A blackbody is radiator of electromagnetic energy that is at a uniform temperature whose radiant output in all parts of the spectrum is the maximum obtainable by thermally generated processes when at the same temperature. It is called a blackbody because it would absorb all the radiant energy that falls upon it (and then re-emit it with a spectrum according to its temperature). All other thermal radiators can be classed as non-blackbodies. Non-blackbodies radiate less in some or all wavelength intervals than a blackbody of the same size and the same temperature. Blackbody sources can provide a useful reference for correlated color temperature (CCT).
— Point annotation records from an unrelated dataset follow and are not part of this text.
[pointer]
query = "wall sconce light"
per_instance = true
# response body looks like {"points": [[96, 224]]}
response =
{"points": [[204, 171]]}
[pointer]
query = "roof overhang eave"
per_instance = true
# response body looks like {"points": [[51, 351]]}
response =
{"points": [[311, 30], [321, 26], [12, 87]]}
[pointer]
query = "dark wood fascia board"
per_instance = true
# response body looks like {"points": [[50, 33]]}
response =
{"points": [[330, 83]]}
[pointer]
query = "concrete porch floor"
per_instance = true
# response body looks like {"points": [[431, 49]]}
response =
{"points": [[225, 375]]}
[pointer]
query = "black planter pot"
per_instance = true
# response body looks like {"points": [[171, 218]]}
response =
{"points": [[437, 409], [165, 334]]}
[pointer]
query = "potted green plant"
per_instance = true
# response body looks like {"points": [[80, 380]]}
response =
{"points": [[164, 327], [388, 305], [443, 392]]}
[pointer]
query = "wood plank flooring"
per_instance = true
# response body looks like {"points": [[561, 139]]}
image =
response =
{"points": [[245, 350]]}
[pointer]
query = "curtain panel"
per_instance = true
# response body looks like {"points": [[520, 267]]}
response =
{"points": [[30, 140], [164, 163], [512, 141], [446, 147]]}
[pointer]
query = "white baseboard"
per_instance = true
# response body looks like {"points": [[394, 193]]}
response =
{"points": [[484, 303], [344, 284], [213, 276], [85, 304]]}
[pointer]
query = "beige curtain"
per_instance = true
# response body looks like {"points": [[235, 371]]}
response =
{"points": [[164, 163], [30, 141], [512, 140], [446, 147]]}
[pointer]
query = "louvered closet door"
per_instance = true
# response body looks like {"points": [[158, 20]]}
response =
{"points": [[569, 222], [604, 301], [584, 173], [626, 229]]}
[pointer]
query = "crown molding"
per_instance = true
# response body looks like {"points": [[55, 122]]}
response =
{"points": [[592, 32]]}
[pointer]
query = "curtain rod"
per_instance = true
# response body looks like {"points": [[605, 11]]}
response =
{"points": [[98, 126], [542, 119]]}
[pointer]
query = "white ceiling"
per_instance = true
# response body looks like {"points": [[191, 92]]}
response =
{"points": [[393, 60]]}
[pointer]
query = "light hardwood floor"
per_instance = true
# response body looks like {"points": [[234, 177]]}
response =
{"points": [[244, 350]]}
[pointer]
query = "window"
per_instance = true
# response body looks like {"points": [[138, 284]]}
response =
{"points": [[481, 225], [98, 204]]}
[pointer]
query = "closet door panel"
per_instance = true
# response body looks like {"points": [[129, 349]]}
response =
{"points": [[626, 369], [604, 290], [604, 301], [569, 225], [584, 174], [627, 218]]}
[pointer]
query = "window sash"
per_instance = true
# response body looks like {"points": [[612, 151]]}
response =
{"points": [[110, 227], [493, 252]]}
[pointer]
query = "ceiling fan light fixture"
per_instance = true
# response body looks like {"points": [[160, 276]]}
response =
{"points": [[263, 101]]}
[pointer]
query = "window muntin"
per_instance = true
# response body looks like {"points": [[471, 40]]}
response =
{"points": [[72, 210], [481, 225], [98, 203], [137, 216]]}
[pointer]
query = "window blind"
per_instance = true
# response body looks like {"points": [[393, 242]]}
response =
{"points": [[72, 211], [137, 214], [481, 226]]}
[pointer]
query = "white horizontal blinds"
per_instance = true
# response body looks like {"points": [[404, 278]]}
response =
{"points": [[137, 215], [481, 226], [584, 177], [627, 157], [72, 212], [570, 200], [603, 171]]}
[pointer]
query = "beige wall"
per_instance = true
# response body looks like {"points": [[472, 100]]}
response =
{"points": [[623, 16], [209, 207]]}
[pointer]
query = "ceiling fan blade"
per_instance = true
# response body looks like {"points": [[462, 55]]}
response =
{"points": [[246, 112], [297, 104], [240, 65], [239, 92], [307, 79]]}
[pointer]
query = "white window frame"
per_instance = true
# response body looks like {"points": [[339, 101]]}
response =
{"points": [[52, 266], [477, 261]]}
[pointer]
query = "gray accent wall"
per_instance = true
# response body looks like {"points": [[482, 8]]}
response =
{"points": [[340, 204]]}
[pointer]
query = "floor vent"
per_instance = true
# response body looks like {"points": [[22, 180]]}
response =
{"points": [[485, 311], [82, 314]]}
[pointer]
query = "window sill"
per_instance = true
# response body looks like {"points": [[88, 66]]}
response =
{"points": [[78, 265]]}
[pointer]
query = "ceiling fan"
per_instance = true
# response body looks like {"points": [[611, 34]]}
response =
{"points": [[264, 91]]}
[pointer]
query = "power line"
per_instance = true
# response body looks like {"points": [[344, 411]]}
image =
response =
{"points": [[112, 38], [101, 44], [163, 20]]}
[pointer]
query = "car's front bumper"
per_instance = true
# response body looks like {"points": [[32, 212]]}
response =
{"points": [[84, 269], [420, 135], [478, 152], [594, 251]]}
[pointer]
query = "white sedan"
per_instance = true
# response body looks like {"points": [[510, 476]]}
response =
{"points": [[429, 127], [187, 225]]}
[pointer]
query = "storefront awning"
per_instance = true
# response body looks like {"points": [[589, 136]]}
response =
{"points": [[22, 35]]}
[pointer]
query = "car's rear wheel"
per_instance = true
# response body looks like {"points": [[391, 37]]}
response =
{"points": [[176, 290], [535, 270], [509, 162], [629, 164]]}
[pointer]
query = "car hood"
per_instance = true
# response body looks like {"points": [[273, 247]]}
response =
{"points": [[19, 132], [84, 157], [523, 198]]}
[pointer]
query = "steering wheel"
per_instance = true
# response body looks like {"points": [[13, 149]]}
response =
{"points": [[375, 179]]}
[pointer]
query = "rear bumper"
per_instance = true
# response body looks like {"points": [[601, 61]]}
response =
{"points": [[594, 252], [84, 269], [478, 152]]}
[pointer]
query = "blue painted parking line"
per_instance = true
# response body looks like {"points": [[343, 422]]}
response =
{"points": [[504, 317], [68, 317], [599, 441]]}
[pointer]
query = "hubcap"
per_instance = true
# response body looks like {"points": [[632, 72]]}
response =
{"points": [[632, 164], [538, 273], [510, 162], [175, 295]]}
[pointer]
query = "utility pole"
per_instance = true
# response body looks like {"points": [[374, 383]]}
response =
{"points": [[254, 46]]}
If you plan to use an LED source especially, it should be noted that each LED product is unique and can have varying qualities which cause them to have vastly different color qualities, such as color rendering index (CRI) or circadian stimulus (CS), from one to another, even if it is classified as the same CCT. For this reason, it is important to upload the particular source(s) used in your product or lighting design. With the continual replacement of legacy sources with LEDs, some of the pre-loaded sources become obsolete; however, they are still useful for historical purposes or when becoming familiar with the calculator.
Uploading custom sources is encouraged for lighting designs that employ LED products that have vastly different spectral power distributions, even when they share the same CCT. SPD data for custom sources should be obtained from the manufacturer or collected via spectroradiometer in situ. The leftmost SPD data column should be composed of wavelengths entered as integers with a minimum of 1-nm increments. The corresponding power values can be either relative or absolute. In the absence of custom source data, the pre-loaded sources can be useful for general reference and familiarizing oneself with the operation of the calculator.